Tempone explicou que o único fármaco desenvolvido e testado especialmente para a leishmaniose é o antimônio, descoberto em 1912 pelo brasileiro Gasp,ar Vianna um aluno do sanitarista Oswaldo Cruz. Esse metal, altamente tóxico, é a base do glucantime, o fármaco-padrão usado clinicamente para o tratamento da doença até hoje.
“Há outros medicamentos também utilizados contra a doença, mas nenhum deles foi desenvolvido originalmente para a leishmaniose e todos esbarram na extrema toxicidade.
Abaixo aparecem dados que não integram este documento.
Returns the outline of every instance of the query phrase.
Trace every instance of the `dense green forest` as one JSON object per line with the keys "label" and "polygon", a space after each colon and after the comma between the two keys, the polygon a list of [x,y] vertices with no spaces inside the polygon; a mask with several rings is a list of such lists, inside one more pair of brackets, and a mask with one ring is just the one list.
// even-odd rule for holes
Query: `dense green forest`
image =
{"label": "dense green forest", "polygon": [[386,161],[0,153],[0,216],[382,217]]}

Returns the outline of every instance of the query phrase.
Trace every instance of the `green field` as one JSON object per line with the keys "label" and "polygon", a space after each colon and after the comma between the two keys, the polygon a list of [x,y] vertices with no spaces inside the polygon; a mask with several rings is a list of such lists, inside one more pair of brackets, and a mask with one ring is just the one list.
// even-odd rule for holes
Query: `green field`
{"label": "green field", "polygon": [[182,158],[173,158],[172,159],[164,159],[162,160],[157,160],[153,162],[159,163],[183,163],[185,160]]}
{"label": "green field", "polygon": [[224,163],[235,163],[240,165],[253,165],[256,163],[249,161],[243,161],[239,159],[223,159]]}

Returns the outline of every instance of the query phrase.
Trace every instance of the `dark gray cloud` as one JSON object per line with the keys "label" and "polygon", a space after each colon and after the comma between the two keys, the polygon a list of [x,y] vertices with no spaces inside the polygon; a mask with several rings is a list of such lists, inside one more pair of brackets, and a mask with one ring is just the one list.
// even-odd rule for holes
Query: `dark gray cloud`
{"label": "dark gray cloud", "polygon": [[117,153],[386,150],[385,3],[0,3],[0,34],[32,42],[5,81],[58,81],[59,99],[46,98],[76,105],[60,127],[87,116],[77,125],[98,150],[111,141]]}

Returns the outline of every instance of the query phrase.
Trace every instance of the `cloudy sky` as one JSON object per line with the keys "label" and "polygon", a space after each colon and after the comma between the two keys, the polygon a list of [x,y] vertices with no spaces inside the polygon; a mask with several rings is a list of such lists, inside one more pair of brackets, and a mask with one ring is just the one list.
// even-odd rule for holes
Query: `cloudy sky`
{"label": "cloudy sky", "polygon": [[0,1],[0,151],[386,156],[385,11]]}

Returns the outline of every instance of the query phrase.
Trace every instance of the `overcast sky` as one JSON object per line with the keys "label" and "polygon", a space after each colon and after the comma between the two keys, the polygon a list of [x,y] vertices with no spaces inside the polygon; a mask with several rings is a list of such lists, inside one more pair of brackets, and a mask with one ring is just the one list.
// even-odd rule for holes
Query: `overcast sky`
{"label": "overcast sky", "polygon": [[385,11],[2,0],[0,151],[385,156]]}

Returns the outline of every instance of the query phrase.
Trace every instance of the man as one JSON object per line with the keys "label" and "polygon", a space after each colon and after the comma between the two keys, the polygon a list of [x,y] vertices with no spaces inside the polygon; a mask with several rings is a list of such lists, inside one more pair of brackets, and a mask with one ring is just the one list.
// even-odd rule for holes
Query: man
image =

Muitos pacientes chegam até a morrer em decorrência da medicação. Por isso a necessidade do desenvolvimento de novos fármacos é tão urgente”, afirmou.
Entre os medicamentos utilizados como alternativa ao antimônio, Tempone cita a pentamidina, que era utilizada como hipoglecimiante, a anfotericina-B, originalmente sintetizada e utilizada para tratamento de doenças fúngicas, e a miltefosina, um antitumoral que está em fase clínica 4 de testes na Índia, onde já é a droga-padrão para o tratamento da leishmaniose.
Doença
A leishmaniose é transmitida pela picada de flebotomíneos, hospedeiros do parasita leishmânia. O inseto se contamina ao sugar o sangue de mamíferos infectados e, ao picar um animal ou pessoa sadia, o flebótomo injeta secreção salivar com as leishmânias.
A forma tegumentar da doença atinge as mucosas do corpo e causa lesões na pele, enquanto a leishmaniose visceral ataca o fígado humano e pode levar o indivíduo à morte.